NEPAD has bolstered Africa’s development – Dr. Mayaki
As Africa Day is marked today under the theme “Accelerating Youth Empowerment for Sustainable Development’’, the New Partnership for Africa’s Development Planning and Coordinating Agency (NEPAD Agency), has reminded all Africans of the vital role NEPAD has played in the development of the continent since its inception.
In a statement to commemorate Africa Day which falls today, May 25, 2011, Dr. Ibrahim Assane Mayaki, CEO of the NEPAD Agency, stated; “It must be said that the 2001 formation of NEPAD as the Development Programme of the African Union and its African Peer Review Mechanism (APRM) has helped to enhance the growth of the continent and its political and corporate governance.”
According to him, since the adoption of NEPAD, the Heads of State and Government have used it as an entry point in their engagements on Africa at the global level and they have also used it as a platform for the coordination of development priorities at the continental level.

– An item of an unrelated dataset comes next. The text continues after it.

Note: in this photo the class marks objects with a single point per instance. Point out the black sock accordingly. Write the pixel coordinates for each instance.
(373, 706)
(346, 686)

Dr. Assane Mayaki disclosed that NEPAD has focused on priority areas and also spearheaded the development of strategic frameworks in areas such as the Comprehensive Africa Agriculture Development Programme (CAADP) in agriculture, to the Short term Action Plan and Middle-to-Long-Term Strategic Framework in Infrastructure – that are crucial to enhance regional integration and development.
“Critically, NEPAD has also provided us all with the vision, platform and vehicle for domestic and external resource mobilisation for the development of the continent,” he stressed.
In view of this immense contribution from NEPAD, he has called on all Africans to use Africa Day to take stock of the continent’s achievements and “to genuinely re-focus our energies on addressing the challenges that we are faced with as Africans.”
He also urged that the recent uprisings by youth in some parts of the continent should work to remind all to use the Day to critically look at Africa’s past in order to make a better tomorrow for all of its people.
Expressing optimism for the future of Africa, the NEPAD Agency’s CEO said; “The myriad of crises, particularly the escalating oil prices, the high food prices and subsidy distortions in the global market, may make it look like as if things are beyond our control. However, as we celebrate ‘Africa Day’, I would like to call upon all Africans to remember that through NEPAD we have our home – grown frameworks, such as CAADP, which posses practical solutions and corrective policies that can be used to address some of these challenges and bring about genuine socio-economic transformation.”
Re-echoing that NEPAD is at the fore-front of pushing for the appropriate development policies and decisions that have been taken at the continental-level, he said; “now more than ever is the time for us all to live up to the courage of our convictions for a great Africa and a new reality of a vibrant and resilient people – as is espoused by NEPAD.
The Day and the entire week will be used to kick-start a series of year-long events and engagements that are being organised to mark the 10th Anniversary of NEPAD which also falls this year.
In 2010, the relevance of NEPAD took on new impetus when the NEPAD programme was fully integrated into the AU at the 14th AU Assembly. Now, for the first time, an African regional initiative has been institutionalised to establish a development agency within the AU family – the NEPAD Agency, which implements the AU’s NEPAD development agenda.
The NEPAD Planning and Coordinating Agency (NEPAD Agency) as the technical body of the African Union, works closely with the African Union Commission (AUC), regional economic communities, national governments, civil society and the private sector to push for programmes and projects that focus on improving the lives of the African people.
The NEPAD Agency is the leading African development expert, able to mobilise the private sector, heads of state and African people as a force for positive change, building continental prosperity and regional integration.